Kidney biopsies present minimal risk in pediatric patients when performed in a specialized center. Perinephric hematomas can occur after kidney biopsy, but the proportion of patients requiring additional intervention or blood transfusion due to the kidney biopsy in pediatric patients is rare when clear risk factors have been identified (platelet count, and hemodialysis) [36].

Using kidney biopsy results instead of proteinuria level would allow us to distinguish between active and chronic lesions, which would help us to define those patients who would benefit from IS treatment and those who would benefit only from renoprotective treatment (RASB treatment, sodium-glucose co-transporter-2 inhibitors (SLGT2), etc.), while avoiding unnecessary IS side effects. Currently, the optimal timing to perform a kidney biopsy is unclear.

We need RCTs to validate an association between inflammatory glomerular lesions and a greater response to IS treatment, as opposed to chronic tubulointerstitial findings, as was described in a recent retrospective study [13, 14].

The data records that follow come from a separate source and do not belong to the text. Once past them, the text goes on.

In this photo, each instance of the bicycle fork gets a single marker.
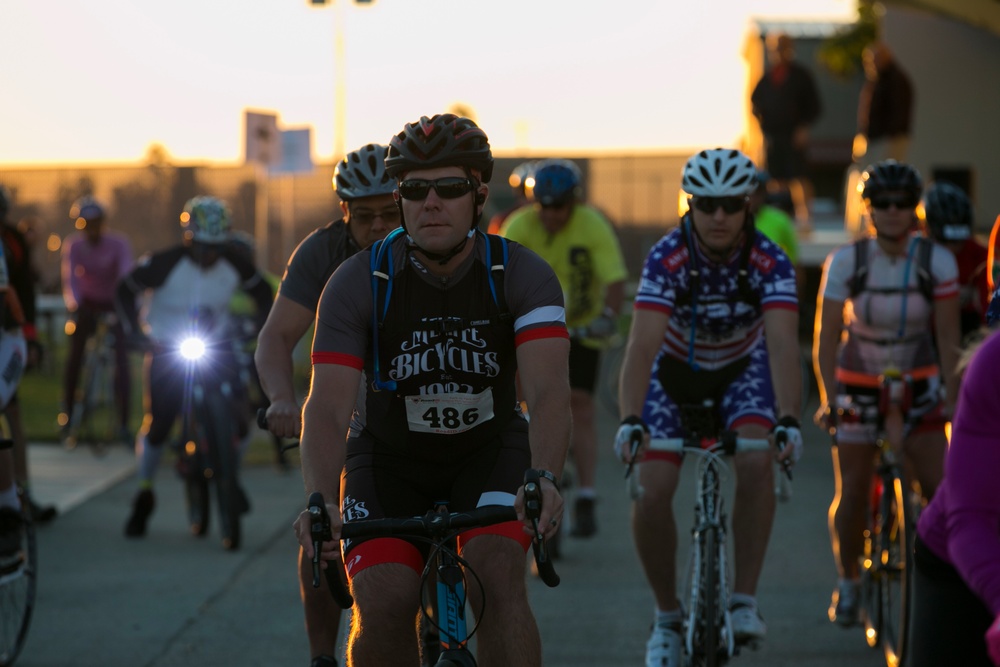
(709, 532)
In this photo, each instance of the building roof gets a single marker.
(798, 29)
(983, 14)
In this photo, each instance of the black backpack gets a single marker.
(922, 253)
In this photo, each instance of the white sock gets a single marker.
(667, 617)
(8, 498)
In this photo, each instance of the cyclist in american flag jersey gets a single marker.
(716, 316)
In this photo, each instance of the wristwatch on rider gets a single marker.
(549, 476)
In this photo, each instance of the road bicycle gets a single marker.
(886, 565)
(93, 420)
(707, 622)
(18, 582)
(444, 609)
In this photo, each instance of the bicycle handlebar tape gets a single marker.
(533, 510)
(319, 528)
(781, 440)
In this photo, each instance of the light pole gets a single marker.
(340, 73)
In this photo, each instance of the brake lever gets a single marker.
(319, 530)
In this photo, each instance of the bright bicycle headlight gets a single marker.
(192, 348)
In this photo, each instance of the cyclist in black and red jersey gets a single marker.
(716, 317)
(17, 253)
(365, 191)
(948, 215)
(452, 316)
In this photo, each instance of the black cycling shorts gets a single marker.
(386, 481)
(584, 364)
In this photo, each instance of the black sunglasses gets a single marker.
(901, 201)
(390, 216)
(449, 187)
(729, 205)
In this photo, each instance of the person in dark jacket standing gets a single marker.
(786, 102)
(885, 108)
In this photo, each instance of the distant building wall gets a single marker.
(828, 155)
(954, 67)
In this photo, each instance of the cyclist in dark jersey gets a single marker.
(17, 253)
(365, 192)
(439, 367)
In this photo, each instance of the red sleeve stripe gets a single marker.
(338, 358)
(558, 331)
(649, 305)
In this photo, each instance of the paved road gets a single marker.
(171, 599)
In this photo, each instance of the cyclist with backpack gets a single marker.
(439, 318)
(715, 317)
(369, 213)
(581, 246)
(896, 296)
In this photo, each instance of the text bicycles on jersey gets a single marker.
(94, 418)
(707, 625)
(208, 448)
(18, 576)
(444, 610)
(886, 564)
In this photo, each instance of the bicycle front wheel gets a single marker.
(894, 550)
(18, 580)
(708, 642)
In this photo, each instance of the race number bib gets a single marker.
(448, 414)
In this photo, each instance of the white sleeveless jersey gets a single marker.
(889, 323)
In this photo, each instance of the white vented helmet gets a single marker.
(362, 174)
(719, 172)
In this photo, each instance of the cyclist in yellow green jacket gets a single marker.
(582, 248)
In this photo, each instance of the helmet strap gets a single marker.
(727, 253)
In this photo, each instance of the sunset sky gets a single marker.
(101, 80)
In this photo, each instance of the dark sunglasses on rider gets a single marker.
(449, 187)
(900, 201)
(729, 205)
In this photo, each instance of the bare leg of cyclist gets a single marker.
(753, 514)
(853, 466)
(655, 530)
(384, 631)
(41, 514)
(509, 633)
(322, 615)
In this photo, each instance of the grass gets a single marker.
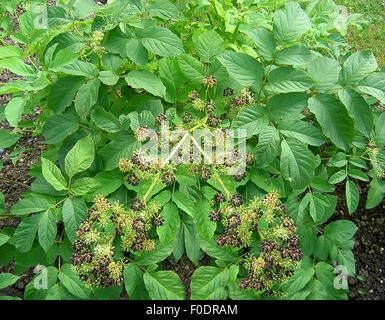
(373, 36)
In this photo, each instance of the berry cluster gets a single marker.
(280, 253)
(138, 168)
(94, 256)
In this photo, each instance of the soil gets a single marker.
(185, 269)
(369, 247)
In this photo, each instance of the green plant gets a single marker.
(107, 77)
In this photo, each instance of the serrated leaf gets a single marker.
(161, 41)
(86, 97)
(168, 230)
(356, 67)
(290, 22)
(302, 131)
(208, 45)
(47, 229)
(287, 79)
(209, 283)
(335, 121)
(164, 285)
(74, 212)
(7, 279)
(358, 109)
(25, 233)
(133, 282)
(30, 205)
(192, 69)
(14, 110)
(242, 68)
(252, 119)
(324, 72)
(268, 146)
(297, 163)
(80, 157)
(264, 41)
(352, 196)
(143, 79)
(53, 175)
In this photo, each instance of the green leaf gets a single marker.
(184, 203)
(105, 120)
(356, 67)
(25, 233)
(375, 195)
(268, 146)
(133, 282)
(346, 258)
(324, 72)
(2, 201)
(3, 239)
(191, 242)
(10, 51)
(297, 163)
(161, 41)
(264, 42)
(122, 145)
(171, 76)
(40, 292)
(213, 250)
(287, 106)
(14, 110)
(358, 109)
(287, 79)
(352, 196)
(300, 278)
(164, 285)
(168, 231)
(17, 66)
(297, 55)
(78, 68)
(53, 175)
(47, 229)
(209, 283)
(57, 128)
(302, 131)
(322, 248)
(80, 157)
(340, 231)
(136, 52)
(208, 45)
(8, 139)
(205, 226)
(335, 122)
(290, 22)
(108, 78)
(83, 186)
(74, 211)
(7, 279)
(242, 68)
(30, 205)
(159, 253)
(72, 283)
(374, 85)
(62, 93)
(164, 9)
(192, 69)
(252, 119)
(338, 177)
(87, 97)
(143, 79)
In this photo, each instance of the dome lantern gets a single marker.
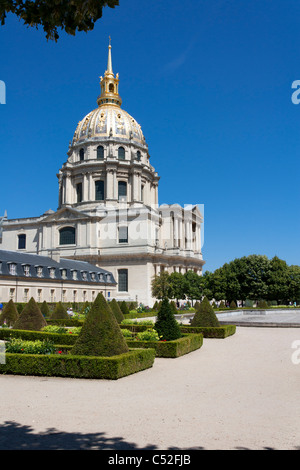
(109, 85)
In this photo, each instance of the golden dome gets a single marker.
(109, 120)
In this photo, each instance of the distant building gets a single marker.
(23, 276)
(108, 212)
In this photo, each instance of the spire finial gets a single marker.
(109, 61)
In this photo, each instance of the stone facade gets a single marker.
(108, 212)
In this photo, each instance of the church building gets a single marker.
(108, 212)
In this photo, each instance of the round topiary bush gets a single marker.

Our study has some limitations. First, data were retrospectively collected in French and Canadian centers, resulting in some missing data. Since it is a rare disease, the cohort sample size was small. Time of treatment exposure and dosing were not recorded in detail, and their impact cannot be assessed.

Conclusion

Active histological lesions are frequent in children with IgAN despite benign clinical manifestations. Moreover, these histological lesions seem to be associated with a higher risk of eGFR decline. Therapeutic strategies based on histology are likely to increase the number of patients treated, and further studies are needed to assess whether such a strategy improves kidney outcomes in cIgAN.